Cell-selective intracellular delivery of a foreign enzyme to endothelium in vivo using vascular immunotargeting

ARNAUD SCHERPEREEL*,1, RAINER WIEWRODT*,1, MELPO CHRISTOFIDOU-SOLOMIDOU*, RADJ GERVAIS*, JUAN-CARLOS MURCIANO{dagger}, STEVEN M. ALBELDA* and VLADIMIR R. MUZYKANTOV{dagger},{ddagger}2

* Pulmonary, Allergy and Critical Care Division, Department of Medicine,
{dagger} Institute of Environmental Medicine and
{ddagger} Department of Pharmacology, University of Pennsylvania Medical Center, Philadelphia, Pennsylvania 19104-6068, USA

2Correspondence: Institute of Environmental Medicine, University of Pennsylvania Medical Center, 1 John Morgan Building, 36th Street and Hamilton Walk, Philadelphia, PA 19104-6068, USA. E-mail: muzykant{at}mail.med.upenn.edu

Vascular immunotargeting, the administration of drugs conjugated with antibodies to endothelial surface antigens, has the potential for drug delivery to the endothelium. Our previous cell culture studies showed that biotinylated antibodies to PECAM-1 (a highly expressed endothelial surface antigen) coupled with streptavidin (SA, a cross-linking protein that facilitates anti-PECAM internalization and targeting) may provide a carrier for the intracellular delivery of therapeutic enzymes.
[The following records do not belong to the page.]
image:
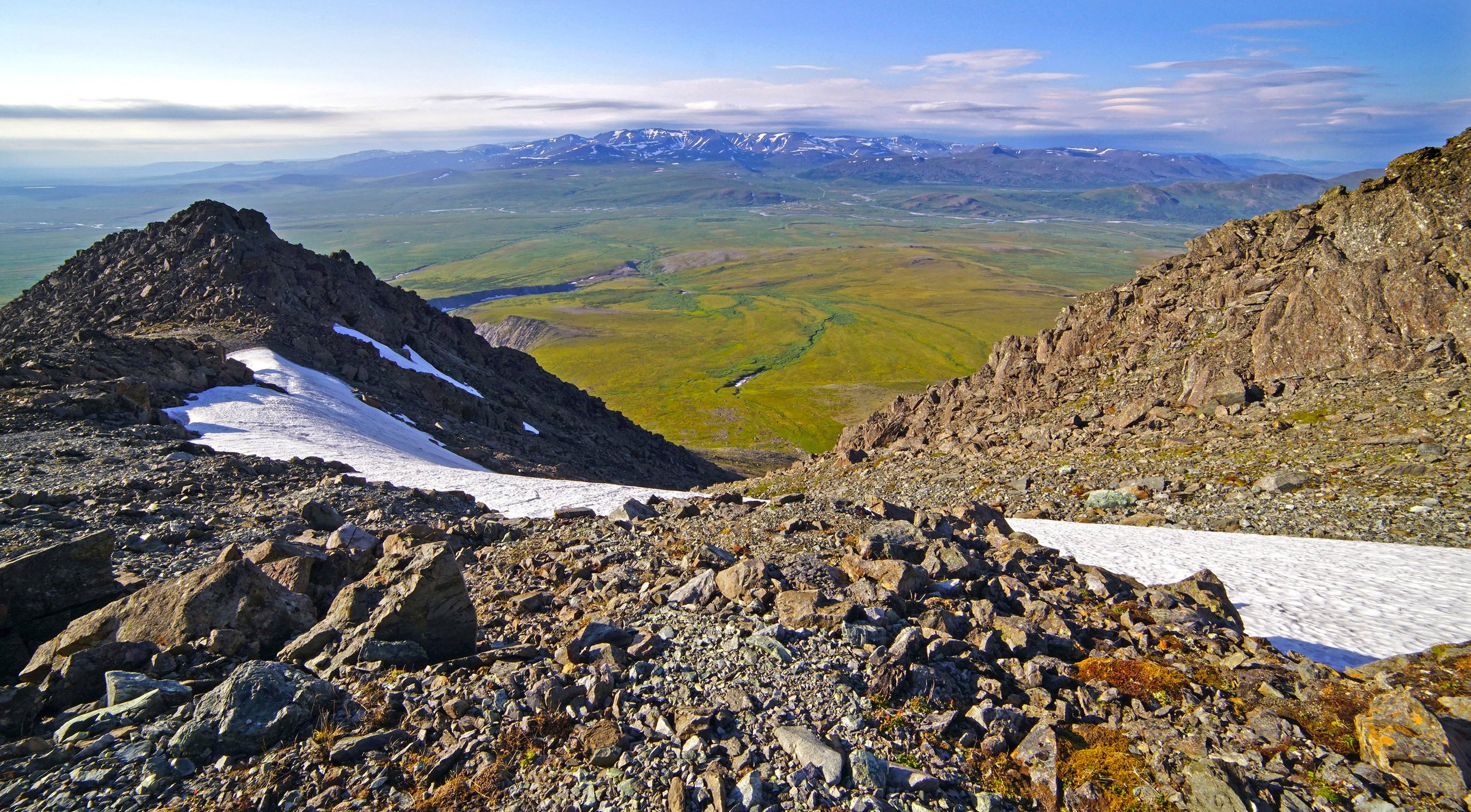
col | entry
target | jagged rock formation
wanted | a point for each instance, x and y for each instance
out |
(1357, 283)
(525, 334)
(145, 317)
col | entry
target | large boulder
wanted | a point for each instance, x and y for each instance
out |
(1402, 737)
(261, 705)
(233, 596)
(1208, 596)
(412, 608)
(312, 570)
(43, 590)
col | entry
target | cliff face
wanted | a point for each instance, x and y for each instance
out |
(1358, 283)
(164, 305)
(520, 333)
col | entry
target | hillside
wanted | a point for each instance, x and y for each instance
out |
(1031, 168)
(214, 280)
(196, 614)
(1299, 372)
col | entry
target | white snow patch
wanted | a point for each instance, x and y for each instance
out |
(1339, 602)
(415, 362)
(321, 418)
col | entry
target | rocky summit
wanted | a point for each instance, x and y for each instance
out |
(1298, 372)
(186, 628)
(146, 317)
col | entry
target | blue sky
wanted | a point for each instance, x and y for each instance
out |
(130, 83)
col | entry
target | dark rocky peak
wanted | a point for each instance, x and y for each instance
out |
(214, 280)
(1358, 283)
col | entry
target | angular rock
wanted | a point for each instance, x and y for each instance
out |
(1283, 481)
(696, 590)
(895, 575)
(1208, 593)
(1402, 737)
(811, 610)
(354, 748)
(1110, 499)
(19, 705)
(352, 537)
(736, 583)
(318, 515)
(418, 598)
(633, 510)
(870, 771)
(224, 596)
(808, 748)
(43, 590)
(1039, 754)
(131, 713)
(1211, 790)
(749, 792)
(124, 686)
(83, 677)
(261, 705)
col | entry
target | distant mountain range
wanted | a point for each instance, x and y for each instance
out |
(877, 159)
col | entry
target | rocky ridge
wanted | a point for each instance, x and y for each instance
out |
(205, 630)
(1324, 340)
(711, 655)
(146, 317)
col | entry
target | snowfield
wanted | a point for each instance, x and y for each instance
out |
(1339, 602)
(321, 418)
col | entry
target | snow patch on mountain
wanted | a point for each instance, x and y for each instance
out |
(414, 362)
(1339, 602)
(320, 417)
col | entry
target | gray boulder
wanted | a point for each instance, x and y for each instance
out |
(124, 686)
(261, 705)
(417, 596)
(46, 589)
(696, 590)
(807, 748)
(1402, 737)
(224, 596)
(633, 510)
(1283, 481)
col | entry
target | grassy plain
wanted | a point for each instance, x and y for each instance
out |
(824, 330)
(830, 298)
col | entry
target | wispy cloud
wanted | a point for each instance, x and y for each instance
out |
(990, 61)
(1270, 25)
(1230, 64)
(969, 108)
(161, 111)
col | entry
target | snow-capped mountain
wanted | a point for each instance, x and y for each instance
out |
(646, 145)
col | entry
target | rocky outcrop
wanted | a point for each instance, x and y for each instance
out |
(261, 705)
(231, 596)
(412, 610)
(520, 333)
(1357, 283)
(1402, 737)
(162, 305)
(46, 589)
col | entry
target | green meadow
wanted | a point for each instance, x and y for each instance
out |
(821, 299)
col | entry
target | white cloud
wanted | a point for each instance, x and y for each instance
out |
(990, 61)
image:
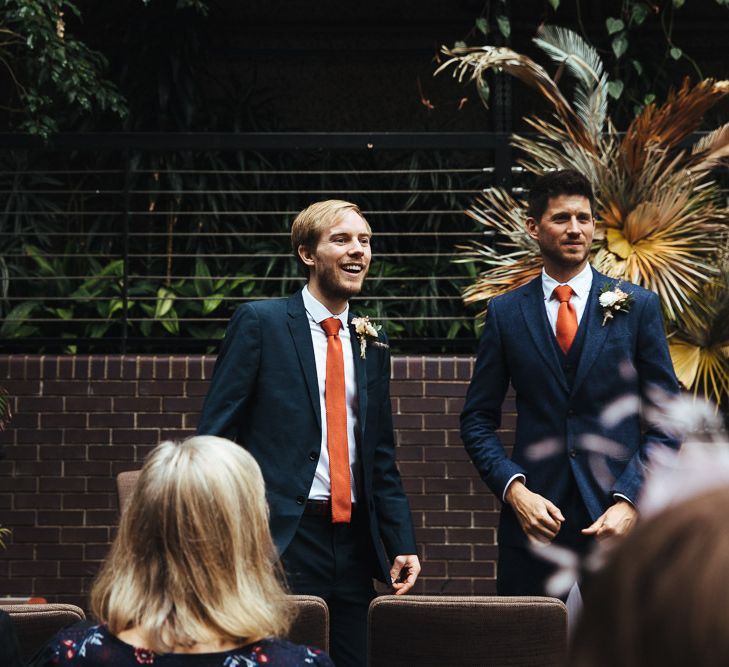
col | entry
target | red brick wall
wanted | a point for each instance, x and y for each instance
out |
(78, 421)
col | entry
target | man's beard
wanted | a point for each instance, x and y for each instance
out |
(335, 289)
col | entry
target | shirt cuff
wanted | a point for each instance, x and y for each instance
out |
(508, 484)
(620, 496)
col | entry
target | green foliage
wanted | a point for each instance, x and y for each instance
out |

This paper describes the PECAM-directed vascular immunotargeting of a reporter enzyme (ß-galactosidase, ß-Gal) in intact animals. Intravenous injection of [125I]SA-ß-Gal conjugated with either anti-PECAM or IgG led to a high 125I uptake in liver and spleen, yet ß-Gal activity in these organs rapidly declined to the background levels, suggesting rapid degradation of the conjugates. In contrast, anti-PECAM/[125I]SA-ß-Gal, but not IgG/[125I]SA-ß-Gal, accumulated in the lungs (36.0±1.3 vs. 3.9±0.6% injected dose/g) and induced a marked elevation of ß-Gal activity in the lung tissue persisting for up to 8 h after injection (10-fold elevation 4 h postinjection). Using histochemical detection, the ß-Gal activity in the lungs was detected in the endothelial cells of capillaries and large vessels. The anti-PECAM carrier also provided 125I uptake and ß-Gal activity in the renal glomeruli. Predominant intracellular localization of anti-PECAM/SA-ß-Gal was documented in the PECAM-expressing cells in culture by confocal microscopy and in the pulmonary endothelium by electron microscopy. Therefore, vascular immunotargeting is a feasible strategy for cell-selective, intracellular delivery of an active foreign enzyme to endothelial cells in vivo, and thus may be potentially useful for the treatment of acute pulmonary or vascular diseases.—Scherpereel, A., Wiewrodt, R., Christofidou-Solomidou, M., Gervais, R., Murciano, J.-C., Albelda, S. M., Muzykantov, V. R. Cell-selective intracellular delivery of a foreign enzyme to endothelium in vivo using vascular immunotargeting.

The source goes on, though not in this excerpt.